Le récit est admirablement bien ficelé. Les deux intrigues, celle du film et celle du tournage s’enchevêtrent, entrent en résonance ; la tension, le malaise et l’angoisse vont crescendo jusqu’au point d’orgue final qu’est la scène hallucinante de la grande réversion. Harry Monroe, personnage fictif, incarnation du candide, est d’une part le guide qui va nous ouvrir les yeux et nous faire découvrir la monstruosité et la perversité d’un monde qu’on ne connaît pas - celui du cinéma hollywoodien - et d’autre part le lien entre les artistes de freakshow et le reste de la troupe. Comme nous le laissait présager la couverture, à l’instar de son double dans le film, il va tomber dans les filets d’Olga Baclanova, l’actrice qui joue Cleopatra. Les humiliations subies par le quatrième assistant et par Hans dans le film sont admirablement mises en parallèle lors du tournage de la scène de la noce. Cet instant est le point de basculement que ce soit dans le roman graphique, le film ou la nouvelle « Spurs » (Les éperons) de Tod Robbins (1923) dont le film est une adaptation. Ajoutez à cela Jack, un premier assistant très ambigu et Frank, l’impresario louche d’Olga au physique d’Al Capone évoluant dans un univers lynchien dans lequel la maison noire n’est pas sans rappeler la loge rouge de Twin Peaks et tout est en place pour la descente aux enfers.
C’est sombre, très sombre, glauque, dérangeant, passionnant, envoûtant. Rien ne nous est épargné : chantage, menaces, enlèvement, abus en tous genres, sexe, drogue, alcool, vengeance, scène d’orgie sans oublier le « fantôme » qui hante le plateau ... Et la frontière est bien mince entre la réalité et les fantasmes ou les hallucinations d’un personnage psychologiquement fragile ...

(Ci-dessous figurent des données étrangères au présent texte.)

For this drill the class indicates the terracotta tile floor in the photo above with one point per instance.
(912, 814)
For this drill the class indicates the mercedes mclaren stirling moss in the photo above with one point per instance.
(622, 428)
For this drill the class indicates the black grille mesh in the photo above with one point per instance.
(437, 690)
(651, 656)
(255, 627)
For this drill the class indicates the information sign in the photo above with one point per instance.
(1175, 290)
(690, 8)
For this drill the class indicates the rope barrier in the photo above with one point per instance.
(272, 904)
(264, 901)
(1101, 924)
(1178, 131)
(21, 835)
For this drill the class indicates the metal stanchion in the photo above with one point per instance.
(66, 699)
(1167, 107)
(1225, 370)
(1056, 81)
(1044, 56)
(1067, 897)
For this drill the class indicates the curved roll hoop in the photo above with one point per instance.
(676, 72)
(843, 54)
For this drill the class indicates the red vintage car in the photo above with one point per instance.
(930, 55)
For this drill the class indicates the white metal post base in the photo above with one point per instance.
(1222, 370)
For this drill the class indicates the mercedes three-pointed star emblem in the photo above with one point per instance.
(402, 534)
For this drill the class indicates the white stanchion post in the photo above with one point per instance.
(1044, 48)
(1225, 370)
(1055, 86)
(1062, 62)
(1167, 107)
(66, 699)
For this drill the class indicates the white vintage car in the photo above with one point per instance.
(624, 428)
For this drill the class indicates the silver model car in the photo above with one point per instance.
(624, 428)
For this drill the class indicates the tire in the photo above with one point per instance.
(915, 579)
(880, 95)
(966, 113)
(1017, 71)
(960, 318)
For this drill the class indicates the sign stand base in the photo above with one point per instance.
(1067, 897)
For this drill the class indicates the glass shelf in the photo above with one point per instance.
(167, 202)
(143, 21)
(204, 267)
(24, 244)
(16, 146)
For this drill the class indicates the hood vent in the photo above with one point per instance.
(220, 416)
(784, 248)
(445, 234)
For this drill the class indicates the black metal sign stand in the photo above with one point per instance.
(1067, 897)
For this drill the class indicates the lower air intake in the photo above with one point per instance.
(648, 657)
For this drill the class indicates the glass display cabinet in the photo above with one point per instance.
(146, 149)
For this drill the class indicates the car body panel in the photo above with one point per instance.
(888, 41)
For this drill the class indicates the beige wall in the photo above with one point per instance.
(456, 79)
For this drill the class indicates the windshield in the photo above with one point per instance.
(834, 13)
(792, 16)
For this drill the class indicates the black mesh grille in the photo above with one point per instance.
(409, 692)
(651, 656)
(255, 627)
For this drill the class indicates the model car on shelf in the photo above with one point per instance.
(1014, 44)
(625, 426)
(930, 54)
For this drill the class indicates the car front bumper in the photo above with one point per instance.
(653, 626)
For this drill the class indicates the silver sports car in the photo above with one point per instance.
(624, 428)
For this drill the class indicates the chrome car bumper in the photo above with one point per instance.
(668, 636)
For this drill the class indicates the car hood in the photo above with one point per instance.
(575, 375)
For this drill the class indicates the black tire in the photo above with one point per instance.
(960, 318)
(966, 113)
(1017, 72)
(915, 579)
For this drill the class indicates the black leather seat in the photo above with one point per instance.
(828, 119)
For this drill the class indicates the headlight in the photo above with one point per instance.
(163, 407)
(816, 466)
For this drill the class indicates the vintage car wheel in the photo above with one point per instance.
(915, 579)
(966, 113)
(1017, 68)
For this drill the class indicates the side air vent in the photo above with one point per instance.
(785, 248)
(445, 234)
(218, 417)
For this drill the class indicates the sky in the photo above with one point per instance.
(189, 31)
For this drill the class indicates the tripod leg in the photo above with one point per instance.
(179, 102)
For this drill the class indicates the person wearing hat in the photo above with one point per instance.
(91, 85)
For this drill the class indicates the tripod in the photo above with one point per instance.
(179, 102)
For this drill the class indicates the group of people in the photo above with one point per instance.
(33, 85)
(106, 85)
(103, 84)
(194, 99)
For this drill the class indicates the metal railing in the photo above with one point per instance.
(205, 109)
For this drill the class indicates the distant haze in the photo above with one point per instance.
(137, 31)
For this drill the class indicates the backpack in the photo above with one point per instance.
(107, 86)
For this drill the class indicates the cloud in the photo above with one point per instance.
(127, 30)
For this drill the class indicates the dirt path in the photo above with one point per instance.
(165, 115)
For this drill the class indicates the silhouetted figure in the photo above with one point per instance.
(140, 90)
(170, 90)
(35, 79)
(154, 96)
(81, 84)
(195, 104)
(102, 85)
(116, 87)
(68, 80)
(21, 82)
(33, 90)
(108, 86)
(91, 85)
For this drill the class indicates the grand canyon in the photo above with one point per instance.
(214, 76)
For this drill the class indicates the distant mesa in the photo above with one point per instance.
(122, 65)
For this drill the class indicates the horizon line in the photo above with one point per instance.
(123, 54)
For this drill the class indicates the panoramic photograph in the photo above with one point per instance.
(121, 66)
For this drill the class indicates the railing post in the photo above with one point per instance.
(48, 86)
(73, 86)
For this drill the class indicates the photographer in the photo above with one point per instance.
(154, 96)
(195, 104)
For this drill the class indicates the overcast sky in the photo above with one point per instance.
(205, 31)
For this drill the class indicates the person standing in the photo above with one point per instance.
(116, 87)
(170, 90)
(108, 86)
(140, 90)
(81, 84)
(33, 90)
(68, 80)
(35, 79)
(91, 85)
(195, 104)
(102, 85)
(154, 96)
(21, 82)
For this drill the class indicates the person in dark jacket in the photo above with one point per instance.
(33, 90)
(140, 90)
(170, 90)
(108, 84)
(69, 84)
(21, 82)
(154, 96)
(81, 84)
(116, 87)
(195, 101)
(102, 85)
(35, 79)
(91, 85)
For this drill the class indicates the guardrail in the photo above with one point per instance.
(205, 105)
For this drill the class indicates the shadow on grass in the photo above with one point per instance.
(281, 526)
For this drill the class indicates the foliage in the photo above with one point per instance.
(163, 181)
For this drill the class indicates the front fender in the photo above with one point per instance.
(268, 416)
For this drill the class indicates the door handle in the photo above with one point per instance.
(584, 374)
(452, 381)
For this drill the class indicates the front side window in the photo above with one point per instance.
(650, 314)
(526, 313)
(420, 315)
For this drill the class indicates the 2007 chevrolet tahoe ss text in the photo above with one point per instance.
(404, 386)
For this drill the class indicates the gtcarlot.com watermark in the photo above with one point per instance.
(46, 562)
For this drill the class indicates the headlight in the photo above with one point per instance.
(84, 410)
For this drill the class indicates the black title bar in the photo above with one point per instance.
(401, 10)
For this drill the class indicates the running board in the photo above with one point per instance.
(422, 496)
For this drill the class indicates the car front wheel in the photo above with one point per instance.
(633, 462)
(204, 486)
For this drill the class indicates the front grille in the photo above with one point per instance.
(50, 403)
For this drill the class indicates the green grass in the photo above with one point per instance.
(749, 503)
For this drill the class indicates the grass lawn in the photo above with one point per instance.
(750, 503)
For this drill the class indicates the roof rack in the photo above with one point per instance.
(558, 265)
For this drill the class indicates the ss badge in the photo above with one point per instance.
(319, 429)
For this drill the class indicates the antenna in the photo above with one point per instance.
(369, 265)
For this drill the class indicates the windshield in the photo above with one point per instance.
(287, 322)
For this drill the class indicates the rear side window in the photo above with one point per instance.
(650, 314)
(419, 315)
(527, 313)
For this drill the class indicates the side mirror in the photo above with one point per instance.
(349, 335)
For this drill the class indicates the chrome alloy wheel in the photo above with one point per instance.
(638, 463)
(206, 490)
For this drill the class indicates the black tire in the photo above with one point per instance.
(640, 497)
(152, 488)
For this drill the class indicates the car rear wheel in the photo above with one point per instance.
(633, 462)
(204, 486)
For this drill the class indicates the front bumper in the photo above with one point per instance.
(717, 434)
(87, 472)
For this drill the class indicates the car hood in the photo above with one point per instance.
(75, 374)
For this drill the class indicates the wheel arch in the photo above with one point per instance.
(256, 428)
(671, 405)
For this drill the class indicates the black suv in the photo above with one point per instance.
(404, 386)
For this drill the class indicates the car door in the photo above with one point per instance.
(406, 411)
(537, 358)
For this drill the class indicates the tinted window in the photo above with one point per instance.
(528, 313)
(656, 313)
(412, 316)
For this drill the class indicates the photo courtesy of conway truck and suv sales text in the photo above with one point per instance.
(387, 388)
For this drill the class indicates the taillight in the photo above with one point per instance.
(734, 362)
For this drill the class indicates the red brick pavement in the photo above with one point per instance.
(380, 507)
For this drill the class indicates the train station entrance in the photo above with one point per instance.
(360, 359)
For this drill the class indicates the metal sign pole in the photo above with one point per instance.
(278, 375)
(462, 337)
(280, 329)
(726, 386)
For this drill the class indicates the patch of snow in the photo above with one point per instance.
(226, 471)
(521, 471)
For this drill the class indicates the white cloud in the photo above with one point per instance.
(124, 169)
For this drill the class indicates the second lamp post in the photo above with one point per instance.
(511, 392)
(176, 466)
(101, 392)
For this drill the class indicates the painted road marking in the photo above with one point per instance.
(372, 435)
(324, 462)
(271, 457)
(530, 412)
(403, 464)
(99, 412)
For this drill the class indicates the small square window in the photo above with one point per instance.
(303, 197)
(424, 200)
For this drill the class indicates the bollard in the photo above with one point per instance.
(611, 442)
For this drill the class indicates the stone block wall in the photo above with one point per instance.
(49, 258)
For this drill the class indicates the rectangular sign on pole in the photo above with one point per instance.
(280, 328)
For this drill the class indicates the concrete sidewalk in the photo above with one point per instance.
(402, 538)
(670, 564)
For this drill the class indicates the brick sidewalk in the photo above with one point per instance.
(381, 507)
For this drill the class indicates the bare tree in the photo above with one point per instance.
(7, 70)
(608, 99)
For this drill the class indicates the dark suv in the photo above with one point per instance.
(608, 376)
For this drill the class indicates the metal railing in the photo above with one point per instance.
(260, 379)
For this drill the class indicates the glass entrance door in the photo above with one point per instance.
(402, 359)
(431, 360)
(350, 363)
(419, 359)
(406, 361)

L’illustration, élément majeur de la narration
Bien connue dans le domaine de la littérature jeunesse, Joëlle Jolivet réussit avec brio son incursion dans le domaine de la bd. Son épais tracé au crayon croque avec justesse et précision les traits des personnages dans un style expressionniste mettant l’accent sur l’émotion ainsi que la reproduction des scènes de film. Adepte du noir et blanc, plutôt « A suivre » que « Métal hurlant » selon sa propre expression, elle a effectué un travail très fouillé quant à la colorisation réalisée numériquement et le résultat a un côté expressionnisme allemand. Son désir était de manier la couleur comme au cinéma. C’est pourquoi elle a utilisé des filtres tout comme on en met sur un projecteur. Jouant sur les contrastes, la complémentarité des couleurs, la saturation, la manipulation de nombreuses gammes de couleurs s’avère être un élément de la narration en créant des ambiances qui peuvent parfois aller jusqu’à une sensation d’enfermement, de malaise.
Comment qualifier Freak Parade ? Conte noir ? Fable monstrueuse ? Récit initiatique ? Thriller cauchemardesque naviguant entre hallucinations et réalité abjecte ? C’est un peu tout cela à la fois.
Où commencent et où s’arrêtent le rêve et la réalité? Difficile à dire. Il faut lire Freak Parade comme on regarde un film de David Lynch. Inutile de chercher à démêler le vrai du faux. Et quand on croit avoir tout compris, l’épilogue vient tout remettre en question.
Comme le film de Browning, c’est également une excellente réflexion sur la monstruosité, la normalité et l’anormalité transposées ici dans le miroir aux alouettes d’Hollywood dont on nous révèle la perversion.
C’est enfin une remise en question du regard d’entomologiste que nous pourrions porter sur ces êtres qui nous sont différents mais tout comme nous sont capables d’aimer, de souffrir, se venger, ce qui les rend terriblement humains.
« Une fois qu’on apprend à regarder au-delà des apparences, ce que vous leur donnerez, ils vous le rendront. En bien ou en mal. »
Le « One of us » risque de nous hanter encore longtemps.